There are two arguments as before.

  • graph_file describes the graph. This uses the format that is read by simplegraphs.py. Each line lists an edge in the graph, assuming the node IDs are integers. Each line lists two vertices (ints) and a weight (float).

  • output_file is where your program will write its output. Code for writing the output is provided. The first line is boolean (either True or False) and the second line is a list of the IDs of the nodes in the negative weight cycle cycle (an empty list if no cycle was found). The node IDs should be in order, but they can start anywhere on the cycle. The autograder checks that they form a directed cycle of the correct weight.

Submit Your Project

To submit your project, follow these steps:

  1. Produce your files

    • unitCycle.py
    • negCycle.py
  2. Go to gradescope and submit your assignment.

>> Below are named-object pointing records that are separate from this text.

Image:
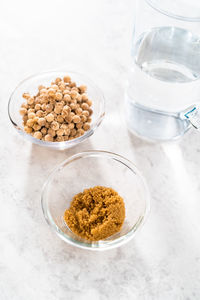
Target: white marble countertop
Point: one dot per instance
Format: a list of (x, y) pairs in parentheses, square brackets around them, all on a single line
[(163, 261)]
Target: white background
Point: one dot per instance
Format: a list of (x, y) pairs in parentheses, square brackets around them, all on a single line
[(163, 261)]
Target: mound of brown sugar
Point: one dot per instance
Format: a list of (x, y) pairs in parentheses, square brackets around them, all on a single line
[(96, 214)]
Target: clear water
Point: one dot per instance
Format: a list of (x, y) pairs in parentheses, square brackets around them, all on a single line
[(164, 82)]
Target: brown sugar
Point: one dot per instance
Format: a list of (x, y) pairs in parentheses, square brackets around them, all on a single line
[(96, 213)]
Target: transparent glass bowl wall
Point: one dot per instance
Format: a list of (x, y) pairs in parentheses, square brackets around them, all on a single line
[(31, 85), (89, 169)]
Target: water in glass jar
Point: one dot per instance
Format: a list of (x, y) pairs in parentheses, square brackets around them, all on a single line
[(164, 82)]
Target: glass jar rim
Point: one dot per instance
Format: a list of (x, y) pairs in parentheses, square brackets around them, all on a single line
[(177, 10)]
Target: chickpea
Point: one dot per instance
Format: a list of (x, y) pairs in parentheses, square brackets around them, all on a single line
[(38, 106), (60, 119), (60, 112), (55, 125), (58, 80), (62, 87), (36, 127), (40, 87), (86, 126), (67, 98), (54, 86), (80, 131), (37, 135), (25, 118), (85, 113), (79, 98), (66, 138), (48, 138), (26, 95), (73, 106), (30, 100), (60, 139), (39, 113), (79, 125), (73, 94), (28, 129), (67, 79), (76, 119), (73, 132), (72, 84), (90, 111), (84, 97), (89, 102), (85, 106), (50, 118), (23, 111), (82, 89), (35, 120), (60, 132), (66, 109), (51, 92), (51, 132), (49, 108), (25, 105), (71, 126), (58, 96), (43, 91), (83, 118), (78, 111), (44, 130), (31, 115), (41, 121)]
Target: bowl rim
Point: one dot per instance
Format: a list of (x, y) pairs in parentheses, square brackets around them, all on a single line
[(64, 144), (100, 245)]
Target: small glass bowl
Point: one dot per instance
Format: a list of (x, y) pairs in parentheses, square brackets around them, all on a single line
[(31, 84), (89, 169)]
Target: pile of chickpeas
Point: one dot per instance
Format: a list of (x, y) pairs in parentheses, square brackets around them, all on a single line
[(57, 113)]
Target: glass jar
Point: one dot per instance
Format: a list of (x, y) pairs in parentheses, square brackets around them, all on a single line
[(164, 81)]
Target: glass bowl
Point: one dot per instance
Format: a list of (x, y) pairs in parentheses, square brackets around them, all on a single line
[(31, 84), (89, 169)]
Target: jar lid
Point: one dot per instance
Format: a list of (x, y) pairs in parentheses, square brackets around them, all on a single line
[(180, 9)]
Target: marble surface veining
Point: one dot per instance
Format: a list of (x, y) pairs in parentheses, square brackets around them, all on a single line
[(163, 261)]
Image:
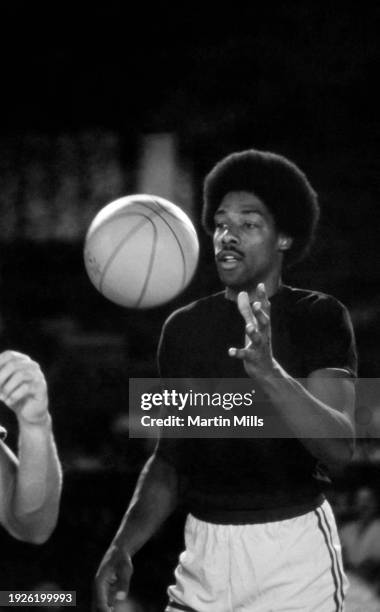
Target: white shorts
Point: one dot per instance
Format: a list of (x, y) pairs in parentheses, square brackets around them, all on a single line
[(291, 565)]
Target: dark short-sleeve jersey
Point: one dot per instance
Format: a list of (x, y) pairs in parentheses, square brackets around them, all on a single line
[(231, 480)]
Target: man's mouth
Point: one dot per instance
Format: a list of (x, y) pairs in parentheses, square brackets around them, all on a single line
[(228, 260)]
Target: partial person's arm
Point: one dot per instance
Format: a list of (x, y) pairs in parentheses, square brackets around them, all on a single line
[(324, 406), (154, 499), (30, 484)]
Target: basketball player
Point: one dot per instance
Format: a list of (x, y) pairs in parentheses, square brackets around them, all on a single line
[(260, 536), (30, 484)]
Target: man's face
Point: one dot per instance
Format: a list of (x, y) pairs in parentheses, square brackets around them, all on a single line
[(248, 248)]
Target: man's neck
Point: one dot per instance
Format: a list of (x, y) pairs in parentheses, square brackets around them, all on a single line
[(271, 287)]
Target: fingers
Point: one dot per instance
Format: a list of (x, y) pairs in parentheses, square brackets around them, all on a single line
[(246, 311), (261, 316), (242, 354), (262, 297)]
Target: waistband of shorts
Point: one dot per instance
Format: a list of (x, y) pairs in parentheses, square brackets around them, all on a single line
[(266, 515)]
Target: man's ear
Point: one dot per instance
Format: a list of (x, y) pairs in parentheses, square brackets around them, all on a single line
[(284, 242)]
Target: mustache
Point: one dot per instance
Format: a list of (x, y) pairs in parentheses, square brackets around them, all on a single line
[(228, 251)]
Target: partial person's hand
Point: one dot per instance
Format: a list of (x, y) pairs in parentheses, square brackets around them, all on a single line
[(257, 354), (23, 387), (112, 579)]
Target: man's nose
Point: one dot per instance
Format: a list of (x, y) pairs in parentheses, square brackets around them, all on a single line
[(230, 236)]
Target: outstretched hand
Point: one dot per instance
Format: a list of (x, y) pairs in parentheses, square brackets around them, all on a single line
[(112, 579), (23, 387), (257, 354)]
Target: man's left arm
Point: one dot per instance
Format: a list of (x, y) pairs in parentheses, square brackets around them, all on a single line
[(30, 484), (322, 407)]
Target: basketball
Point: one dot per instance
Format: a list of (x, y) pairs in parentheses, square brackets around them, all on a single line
[(141, 251)]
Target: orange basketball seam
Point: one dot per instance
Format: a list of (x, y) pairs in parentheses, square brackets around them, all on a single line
[(178, 243), (118, 249), (150, 264)]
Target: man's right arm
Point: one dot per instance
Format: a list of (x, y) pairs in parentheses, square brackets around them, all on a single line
[(154, 499)]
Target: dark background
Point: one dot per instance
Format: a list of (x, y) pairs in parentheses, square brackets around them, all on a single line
[(80, 85)]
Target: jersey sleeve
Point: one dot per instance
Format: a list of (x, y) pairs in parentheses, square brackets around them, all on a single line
[(330, 338)]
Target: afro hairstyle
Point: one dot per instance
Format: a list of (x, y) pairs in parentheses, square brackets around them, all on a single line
[(281, 186)]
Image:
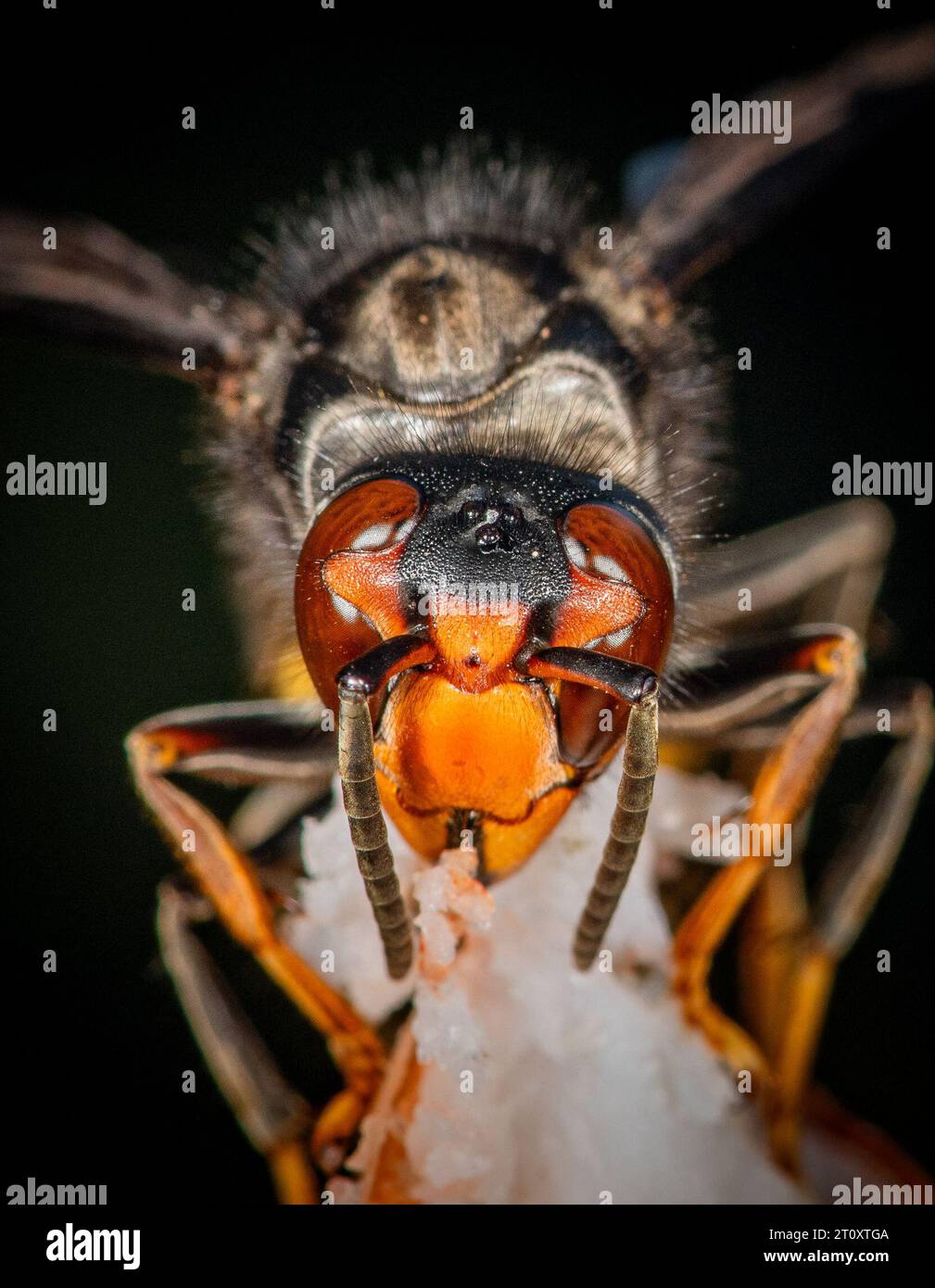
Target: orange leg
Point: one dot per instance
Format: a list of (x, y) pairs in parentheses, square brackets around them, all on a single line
[(786, 785), (230, 881), (854, 878)]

  • Select the appropriate assignment and then choose “Upload Assignment” and drag and drop these two files.

  • You can submit multiple times before the deadline. Your last submission will determine your grade.

  • After the due date, we will upload extra test cases and run the autograder script. You will be able to see your grade and assignment feedback on Gradescope. Grades will also be synched with Canvas. The point of this is to encourage you to think analytically about your solution to ensure that it covers all of the cases. This is practice for the real world.

Grading

We will include 10-20 hidden test cases, and each one will be worth between 5-15 points.